In a decision handed down on 5 September, the Grand Chamber of the European Court of Human Rights has held that, in monitoring an employee's personal e-mails, his employer had breached his right to respect for private life and correspondence under Article 8 of the European Convention on Human Rights.

We reported on the judgment of the first instance European Court of Human Rights in this case and summarised the facts in our e-alert in January 2016. In that judgment, it was held that Article 8 was engaged but that there had been no violation. Mr Barbelescu appealed that decision and the Grand Chamber has now overturned it.
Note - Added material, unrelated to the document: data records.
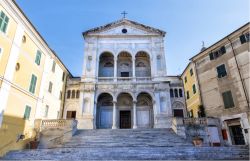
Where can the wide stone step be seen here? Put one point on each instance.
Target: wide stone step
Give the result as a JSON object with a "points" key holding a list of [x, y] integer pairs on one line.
{"points": [[138, 153]]}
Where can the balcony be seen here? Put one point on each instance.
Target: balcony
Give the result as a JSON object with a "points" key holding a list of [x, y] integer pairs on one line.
{"points": [[124, 79]]}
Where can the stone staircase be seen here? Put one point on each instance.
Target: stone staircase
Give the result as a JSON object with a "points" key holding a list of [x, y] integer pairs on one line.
{"points": [[128, 144]]}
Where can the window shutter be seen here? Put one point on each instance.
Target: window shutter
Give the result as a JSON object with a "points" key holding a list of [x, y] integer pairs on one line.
{"points": [[211, 55], [242, 39], [228, 99], [27, 112], [223, 50], [38, 57], [33, 84]]}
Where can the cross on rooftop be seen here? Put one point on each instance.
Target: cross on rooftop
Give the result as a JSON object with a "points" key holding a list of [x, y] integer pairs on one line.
{"points": [[124, 14]]}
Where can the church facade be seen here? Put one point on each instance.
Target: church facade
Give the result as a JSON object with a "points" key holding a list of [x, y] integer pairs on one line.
{"points": [[124, 82]]}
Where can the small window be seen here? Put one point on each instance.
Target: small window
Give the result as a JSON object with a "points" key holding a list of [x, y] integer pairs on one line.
{"points": [[38, 57], [50, 87], [124, 74], [187, 94], [176, 93], [68, 94], [185, 79], [26, 115], [228, 99], [191, 72], [33, 84], [60, 96], [77, 94], [63, 76], [171, 93], [211, 56], [194, 89], [54, 66], [191, 113], [221, 71], [4, 20], [124, 31], [46, 111], [73, 94], [180, 93]]}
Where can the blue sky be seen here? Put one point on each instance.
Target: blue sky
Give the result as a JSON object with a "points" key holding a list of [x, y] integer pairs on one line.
{"points": [[187, 23]]}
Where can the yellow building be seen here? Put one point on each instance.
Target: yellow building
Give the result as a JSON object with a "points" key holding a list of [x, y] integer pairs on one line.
{"points": [[32, 79], [191, 87]]}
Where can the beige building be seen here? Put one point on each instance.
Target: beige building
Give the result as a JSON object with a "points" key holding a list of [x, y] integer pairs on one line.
{"points": [[223, 75], [32, 78]]}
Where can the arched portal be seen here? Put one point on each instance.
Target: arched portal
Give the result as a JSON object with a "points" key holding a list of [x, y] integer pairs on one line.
{"points": [[142, 65], [144, 109], [178, 109], [106, 65], [104, 111], [124, 68], [125, 106]]}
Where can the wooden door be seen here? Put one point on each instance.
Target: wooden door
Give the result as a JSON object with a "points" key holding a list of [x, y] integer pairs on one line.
{"points": [[125, 119]]}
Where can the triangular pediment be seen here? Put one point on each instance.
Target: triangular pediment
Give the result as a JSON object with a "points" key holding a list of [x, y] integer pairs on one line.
{"points": [[131, 28]]}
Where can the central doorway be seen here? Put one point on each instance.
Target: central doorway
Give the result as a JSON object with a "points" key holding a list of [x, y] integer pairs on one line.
{"points": [[125, 119]]}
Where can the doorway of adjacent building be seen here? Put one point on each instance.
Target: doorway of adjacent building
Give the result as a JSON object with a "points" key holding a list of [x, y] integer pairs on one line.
{"points": [[236, 135], [125, 119], [71, 115]]}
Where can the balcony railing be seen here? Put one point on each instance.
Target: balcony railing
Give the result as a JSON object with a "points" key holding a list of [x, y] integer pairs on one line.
{"points": [[124, 79]]}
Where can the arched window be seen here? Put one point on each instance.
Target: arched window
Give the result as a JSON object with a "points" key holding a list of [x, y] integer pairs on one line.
{"points": [[180, 93], [171, 93], [73, 94], [77, 94], [175, 93], [68, 94]]}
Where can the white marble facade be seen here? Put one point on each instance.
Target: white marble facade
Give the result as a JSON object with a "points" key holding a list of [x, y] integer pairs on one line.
{"points": [[124, 82]]}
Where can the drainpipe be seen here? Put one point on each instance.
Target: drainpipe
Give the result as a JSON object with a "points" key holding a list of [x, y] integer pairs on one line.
{"points": [[238, 68]]}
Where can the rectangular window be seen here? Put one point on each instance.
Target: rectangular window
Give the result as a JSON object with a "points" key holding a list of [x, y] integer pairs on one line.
{"points": [[4, 20], [54, 66], [244, 38], [124, 74], [63, 76], [50, 87], [38, 57], [194, 89], [187, 94], [185, 79], [32, 88], [26, 115], [228, 99], [211, 56], [60, 97], [46, 111], [191, 72], [221, 71]]}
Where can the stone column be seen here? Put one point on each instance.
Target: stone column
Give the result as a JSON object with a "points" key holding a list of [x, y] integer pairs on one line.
{"points": [[114, 115], [133, 68], [134, 115], [115, 68]]}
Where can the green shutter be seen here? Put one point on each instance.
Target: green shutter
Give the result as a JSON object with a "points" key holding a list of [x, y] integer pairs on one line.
{"points": [[33, 84], [27, 112], [4, 20], [38, 57]]}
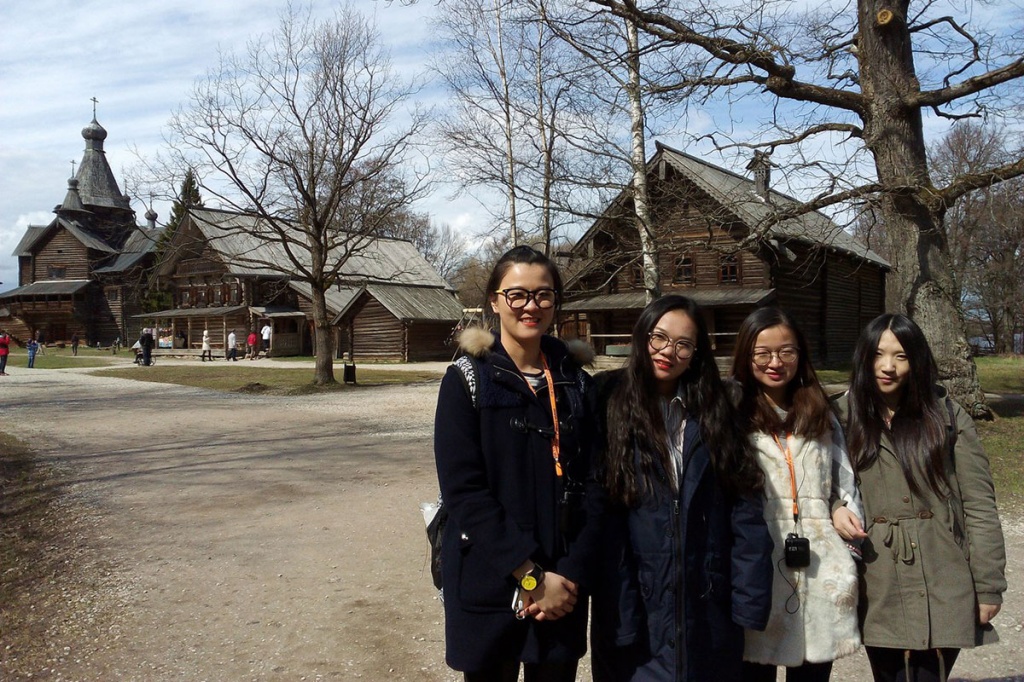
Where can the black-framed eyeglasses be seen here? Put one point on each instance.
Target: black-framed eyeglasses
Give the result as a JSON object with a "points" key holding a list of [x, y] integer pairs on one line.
{"points": [[684, 349], [786, 355], [519, 298]]}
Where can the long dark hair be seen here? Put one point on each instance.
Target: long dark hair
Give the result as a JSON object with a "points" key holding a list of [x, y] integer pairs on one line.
{"points": [[918, 429], [635, 422], [810, 413]]}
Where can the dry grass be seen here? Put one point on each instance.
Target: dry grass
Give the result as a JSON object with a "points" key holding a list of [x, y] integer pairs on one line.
{"points": [[258, 377]]}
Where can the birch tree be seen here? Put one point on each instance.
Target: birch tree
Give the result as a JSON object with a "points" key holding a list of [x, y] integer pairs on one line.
{"points": [[302, 131], [862, 78]]}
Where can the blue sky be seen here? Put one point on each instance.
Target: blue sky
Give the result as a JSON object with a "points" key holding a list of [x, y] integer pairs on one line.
{"points": [[139, 59]]}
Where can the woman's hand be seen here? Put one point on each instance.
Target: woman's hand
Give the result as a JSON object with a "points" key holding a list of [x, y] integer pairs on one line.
{"points": [[553, 598], [847, 524], [986, 612]]}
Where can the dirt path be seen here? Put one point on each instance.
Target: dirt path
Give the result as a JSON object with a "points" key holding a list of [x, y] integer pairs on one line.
{"points": [[261, 538]]}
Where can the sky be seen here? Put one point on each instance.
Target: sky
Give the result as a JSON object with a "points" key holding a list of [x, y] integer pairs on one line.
{"points": [[139, 60]]}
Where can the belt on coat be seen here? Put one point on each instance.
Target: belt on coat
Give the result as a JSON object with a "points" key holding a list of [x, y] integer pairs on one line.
{"points": [[897, 536]]}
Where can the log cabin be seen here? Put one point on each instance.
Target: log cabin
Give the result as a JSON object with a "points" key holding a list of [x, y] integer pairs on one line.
{"points": [[388, 303], [84, 271], [720, 245]]}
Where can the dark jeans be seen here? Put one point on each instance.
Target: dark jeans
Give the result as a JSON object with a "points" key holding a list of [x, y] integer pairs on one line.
{"points": [[509, 672], [805, 673], [924, 665]]}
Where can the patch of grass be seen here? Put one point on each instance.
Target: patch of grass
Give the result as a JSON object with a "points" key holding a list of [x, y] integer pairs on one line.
{"points": [[246, 378], [61, 358], [27, 533], [1001, 374], [1001, 439]]}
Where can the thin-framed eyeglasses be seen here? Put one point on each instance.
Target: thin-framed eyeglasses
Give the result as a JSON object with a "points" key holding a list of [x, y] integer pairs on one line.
{"points": [[786, 355], [683, 348], [518, 298]]}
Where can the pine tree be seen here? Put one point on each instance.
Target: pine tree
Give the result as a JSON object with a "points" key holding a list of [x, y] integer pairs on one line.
{"points": [[187, 198]]}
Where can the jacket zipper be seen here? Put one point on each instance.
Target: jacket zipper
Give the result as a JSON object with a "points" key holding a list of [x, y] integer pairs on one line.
{"points": [[679, 589]]}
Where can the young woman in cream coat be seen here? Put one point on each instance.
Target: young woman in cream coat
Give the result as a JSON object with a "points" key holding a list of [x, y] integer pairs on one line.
{"points": [[803, 455]]}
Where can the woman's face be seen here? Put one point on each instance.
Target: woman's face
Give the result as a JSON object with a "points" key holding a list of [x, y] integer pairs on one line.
{"points": [[680, 331], [892, 368], [529, 322], [774, 360]]}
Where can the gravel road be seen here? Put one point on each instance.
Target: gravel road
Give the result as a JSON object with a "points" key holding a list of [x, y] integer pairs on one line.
{"points": [[232, 537]]}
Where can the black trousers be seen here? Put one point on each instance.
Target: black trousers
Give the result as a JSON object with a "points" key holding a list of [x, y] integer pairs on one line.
{"points": [[805, 673], [508, 671], [923, 665]]}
The key point for employers is that the judgment does not mean that it will never be reasonable to monitor employees' personal electronic communications – it simply places significant emphasis on the information provided to employees about the extent of such monitoring and the safeguards put in place to avoid abuse.

While the outcome is different, the message for employers is very similar – it is vital to have in place an effective employee monitoring policy which:

  1. is accessible and comprehensible for all employees;
  2. includes clear guidance on the circumstances in which employees may or may not use work e-mail and internet sites for private communications; and
  3. includes information on the level of monitoring carried out and the use made by the employer of the information concerned.

UK judges are not bound by decisions of the Grand Chamber, but they can be and are taken into account by domestic courts (and this position will be unaffected by Brexit, since the UK's status as a signatory to the Convention is separate from its membership of the EU).